Kenya: State inks Sh70bn power deal with AfDB
7 août 2014
Kenya Power's subsidy programme is set for phase out in a Sh70.1 billion deal that the State has signed with African Development Bank (AfDB) to raise electricity connections to 70 per cent of the population in five years.
Energy secretary Davis Chirchir said the programme would see the installation of additional transformers and power lines to reduce the distance between the grid and customers.
"We look to cut out the power connection subsidy from the government by laying infrastructure which will reduce the distance from the transformers to households and industries," Mr Chirchir told the Business Daily in an interview on Monday.
The campaign is expected to mark an official end to the Sh2.7 billion subsidy programme the State introduced last year to boost rural electrification.
The subsidy made it possible for Kenya Power to retain connectivity fee at Sh35,000 for a single-phase line and Sh45,000 for a three-phase electricity connection within a radius of 600 metres from the nearest transformers.

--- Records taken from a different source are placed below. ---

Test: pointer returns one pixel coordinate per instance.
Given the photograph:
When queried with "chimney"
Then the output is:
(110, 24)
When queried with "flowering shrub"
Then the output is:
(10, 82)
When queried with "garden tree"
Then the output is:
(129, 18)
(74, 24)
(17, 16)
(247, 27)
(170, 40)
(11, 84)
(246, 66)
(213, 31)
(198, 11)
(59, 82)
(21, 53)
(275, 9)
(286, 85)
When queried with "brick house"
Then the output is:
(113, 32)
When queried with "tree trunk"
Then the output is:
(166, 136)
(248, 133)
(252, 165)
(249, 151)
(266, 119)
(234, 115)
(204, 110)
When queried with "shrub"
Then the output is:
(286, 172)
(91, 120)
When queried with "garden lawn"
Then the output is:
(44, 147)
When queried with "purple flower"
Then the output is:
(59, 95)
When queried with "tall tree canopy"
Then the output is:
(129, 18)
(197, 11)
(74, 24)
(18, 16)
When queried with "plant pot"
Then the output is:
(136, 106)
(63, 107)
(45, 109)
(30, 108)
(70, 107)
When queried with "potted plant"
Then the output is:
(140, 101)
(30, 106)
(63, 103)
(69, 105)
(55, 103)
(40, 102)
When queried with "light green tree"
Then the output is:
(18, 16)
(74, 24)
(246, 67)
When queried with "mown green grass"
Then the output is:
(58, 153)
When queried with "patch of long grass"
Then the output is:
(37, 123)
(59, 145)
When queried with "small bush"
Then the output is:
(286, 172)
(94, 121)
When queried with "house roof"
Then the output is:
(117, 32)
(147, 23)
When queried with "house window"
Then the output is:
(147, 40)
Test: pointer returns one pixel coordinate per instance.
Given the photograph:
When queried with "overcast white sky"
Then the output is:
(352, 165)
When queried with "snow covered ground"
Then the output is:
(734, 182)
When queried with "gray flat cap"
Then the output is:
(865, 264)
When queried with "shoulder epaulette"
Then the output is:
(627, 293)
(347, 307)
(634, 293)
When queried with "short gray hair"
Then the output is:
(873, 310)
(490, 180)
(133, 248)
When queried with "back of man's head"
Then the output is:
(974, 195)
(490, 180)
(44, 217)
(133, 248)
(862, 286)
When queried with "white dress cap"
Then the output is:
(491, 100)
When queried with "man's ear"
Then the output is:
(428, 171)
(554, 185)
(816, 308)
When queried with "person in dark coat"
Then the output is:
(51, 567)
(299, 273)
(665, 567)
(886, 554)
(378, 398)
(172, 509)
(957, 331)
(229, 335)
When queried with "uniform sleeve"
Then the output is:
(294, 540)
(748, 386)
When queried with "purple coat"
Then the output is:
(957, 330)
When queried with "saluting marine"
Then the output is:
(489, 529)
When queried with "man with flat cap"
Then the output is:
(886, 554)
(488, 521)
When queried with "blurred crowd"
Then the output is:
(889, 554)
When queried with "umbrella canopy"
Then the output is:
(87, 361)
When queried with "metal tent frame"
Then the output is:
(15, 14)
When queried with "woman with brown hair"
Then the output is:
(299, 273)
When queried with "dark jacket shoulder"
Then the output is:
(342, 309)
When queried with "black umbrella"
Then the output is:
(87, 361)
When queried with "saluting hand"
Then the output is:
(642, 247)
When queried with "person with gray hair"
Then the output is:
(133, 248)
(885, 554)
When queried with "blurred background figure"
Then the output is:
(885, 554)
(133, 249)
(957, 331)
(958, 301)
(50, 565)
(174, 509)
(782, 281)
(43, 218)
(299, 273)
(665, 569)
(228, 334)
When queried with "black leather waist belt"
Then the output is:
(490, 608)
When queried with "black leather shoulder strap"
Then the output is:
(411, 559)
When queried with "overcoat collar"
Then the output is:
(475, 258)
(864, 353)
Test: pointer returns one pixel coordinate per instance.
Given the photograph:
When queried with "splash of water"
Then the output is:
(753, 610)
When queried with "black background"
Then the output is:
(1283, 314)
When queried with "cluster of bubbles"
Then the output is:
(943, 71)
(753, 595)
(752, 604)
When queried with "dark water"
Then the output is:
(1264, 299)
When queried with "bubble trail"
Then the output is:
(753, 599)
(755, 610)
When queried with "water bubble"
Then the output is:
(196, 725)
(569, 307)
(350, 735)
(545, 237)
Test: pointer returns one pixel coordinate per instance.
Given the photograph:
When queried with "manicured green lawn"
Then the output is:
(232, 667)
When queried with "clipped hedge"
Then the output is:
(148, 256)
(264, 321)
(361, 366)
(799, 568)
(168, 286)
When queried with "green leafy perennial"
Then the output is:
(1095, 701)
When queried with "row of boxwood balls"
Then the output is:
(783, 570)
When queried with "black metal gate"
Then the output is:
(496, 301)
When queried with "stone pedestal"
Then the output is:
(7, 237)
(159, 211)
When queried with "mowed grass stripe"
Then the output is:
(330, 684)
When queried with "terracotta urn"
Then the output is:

The real cost of a single-phase connection stands at Sh135,000 while a three-phase connection requires Sh350,000 .
Dubbed "last mile connectivity", the new project will be financed through a concessionary loan from AfDB to be staggered over five years. The first tranche of Sh12 billion is expected to be released in September.
"This project will bring the network close to households, meaning consumers will only pay the standard connection fee," said Mr Chirchir, adding that the connection fee may drop in future since there will less cost incurred with the power grids installed near households.
The move to take transformers closer to customers comes ahead of the expected additional 5,000-megawatt injection into the power grid set to be available by 2016.
Already, the generation of 140MW has started at the Olkaria IV well in Naivasha with another 140MW slated for September from Olkaria One units five and six. "We will dispatch all the 280 megawatts at s even US cents (Sh6.14) per kilowatt hour," said Mr Chirchir.
This signals the beginning of an era of cheap power as the government targets to reduce the cost of electricity to Sh9.10 (¢10.45) per kilowatt hour from the current average of Sh17.20 (¢19.78) per unit for domestic households.